Metí la llave en la cerradura y abrí la puerta de la entrada, pero no accedí al vestíbulo hasta que Enrico se dio la vuelta. Le observé mientras se alejaba y sonreí al ver su forma de caminar tan elegante como contundente, con su camisa de lino, sus vaqueros desgastados y sus Camper veraniegos.

—No sé qué haría sin ti —murmuré.

De pronto caí en la cuenta de que faltaban cinco días para su quincuagésimo segundo cumpleaños y me apeteció hacerle algún regalo especial.

Un escalón, dos escalones, tres escalones…

Comencé a subir sintiéndome algo aplatanada por el calor. Estaba realmente cansada. No eran ni las dos de la tarde, y la idea de tirarme en la cama y dejarme atrapar por el sueño me pareció el más dulce de los planes.

Seis escalones, siete escalones…

El sonido de una radio o de un televisor se colaba por debajo de una puerta y generaba una extraña reverberación en el hueco de la escalera.

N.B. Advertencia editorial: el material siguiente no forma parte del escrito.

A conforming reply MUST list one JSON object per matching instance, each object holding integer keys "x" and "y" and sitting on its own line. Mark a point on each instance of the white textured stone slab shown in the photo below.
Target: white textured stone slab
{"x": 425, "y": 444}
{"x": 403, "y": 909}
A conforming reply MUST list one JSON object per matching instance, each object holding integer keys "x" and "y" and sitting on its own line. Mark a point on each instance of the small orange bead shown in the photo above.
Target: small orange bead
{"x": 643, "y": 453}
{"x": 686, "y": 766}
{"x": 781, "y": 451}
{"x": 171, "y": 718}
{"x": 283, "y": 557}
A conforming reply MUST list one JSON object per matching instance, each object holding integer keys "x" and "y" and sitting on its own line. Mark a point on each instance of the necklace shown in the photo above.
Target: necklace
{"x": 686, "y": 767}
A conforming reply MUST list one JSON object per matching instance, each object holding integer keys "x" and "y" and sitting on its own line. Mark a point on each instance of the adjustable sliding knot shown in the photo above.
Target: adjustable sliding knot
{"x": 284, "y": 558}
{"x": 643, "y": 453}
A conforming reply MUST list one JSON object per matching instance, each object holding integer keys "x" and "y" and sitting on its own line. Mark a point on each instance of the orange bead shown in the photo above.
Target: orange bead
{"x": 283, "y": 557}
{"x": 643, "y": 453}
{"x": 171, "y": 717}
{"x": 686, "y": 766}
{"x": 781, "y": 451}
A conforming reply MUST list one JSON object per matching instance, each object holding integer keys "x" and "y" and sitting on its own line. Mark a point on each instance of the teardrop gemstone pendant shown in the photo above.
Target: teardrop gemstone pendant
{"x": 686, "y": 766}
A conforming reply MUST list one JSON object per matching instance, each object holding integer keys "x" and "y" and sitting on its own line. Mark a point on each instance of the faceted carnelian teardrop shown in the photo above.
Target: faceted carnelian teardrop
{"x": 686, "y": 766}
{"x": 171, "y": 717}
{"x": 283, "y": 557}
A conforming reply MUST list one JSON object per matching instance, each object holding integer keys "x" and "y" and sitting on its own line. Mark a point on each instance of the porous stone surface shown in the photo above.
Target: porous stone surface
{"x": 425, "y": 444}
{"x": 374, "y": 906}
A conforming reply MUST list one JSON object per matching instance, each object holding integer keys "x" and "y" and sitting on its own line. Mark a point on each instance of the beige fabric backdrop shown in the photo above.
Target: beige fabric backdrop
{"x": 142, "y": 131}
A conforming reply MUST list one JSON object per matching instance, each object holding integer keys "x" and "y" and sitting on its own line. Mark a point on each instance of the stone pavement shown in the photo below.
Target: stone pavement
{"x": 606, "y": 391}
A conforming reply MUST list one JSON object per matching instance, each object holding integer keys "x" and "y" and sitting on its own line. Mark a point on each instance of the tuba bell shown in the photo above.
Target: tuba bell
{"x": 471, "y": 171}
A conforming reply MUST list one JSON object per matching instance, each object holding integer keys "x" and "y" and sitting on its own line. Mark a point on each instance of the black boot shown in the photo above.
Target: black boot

Diez escalones, once escalones…

«La joven…».

Me detuve en seco antes de llegar al primer piso.

«Todo indica…».

El eco de la noticia llegó incompleto a mis oídos, pero aquellas simples frases golpearon con fuerza mis tímpanos y la vibración de mis diminutos martillos, yunques y estribos acabó generando un alboroto insoportable en mi interior.

Traté de captar algo más, pero no pude. Los latidos de mi corazón eran demasiado poderosos y frenéticos. Por eso me apresuré a subir el resto de los escalones sin tener en cuenta la fatiga o el peso de mi sudoroso cuerpo.

Abrí la puerta de mi apartamento, la cerré de golpe y corrí hacia el salón en busca del mando de la tele. Mientras, mi cabeza no dejaba de traicionarme con todos aquellos titulares que había ido anticipando en torno al final de mi amiga: «Aparece muerta en un hotel», «… todo apunta a un suicidio», «… paciente con cáncer terminal…».

—Vengaaa —hostigué a la tele para que se encendiera lo más rápido posible.

Hice un frenético zapping en busca de los canales en los que estaban dando las noticias, pero no di con nada que se pareciera al fatídico desenlace que estaba esperando encontrar.

—No tendría calado nacional, pero puede que en la radio… —murmuré.

Apagué el televisor y encendí el equipo de sonido. Onda Cero, RNE, Cadena Ser, RAI, Canal Sur…

Nada.

Mi último recurso fue internet. Los diarios locales habrían sido los primeros en publicar algo así. Que el suceso apareciera en los periódicos nacionales dependería del morbo que dieran al tema mis compañeros periodistas.

Un buen rato de búsqueda con la angustia enclaustrada en el pecho.

El Ideal, Granada Digital, Granada Hoy, Diario Granada

Nada.

No había nada.

Y eso solo podía significar una cosa: aún no la habían encontrado.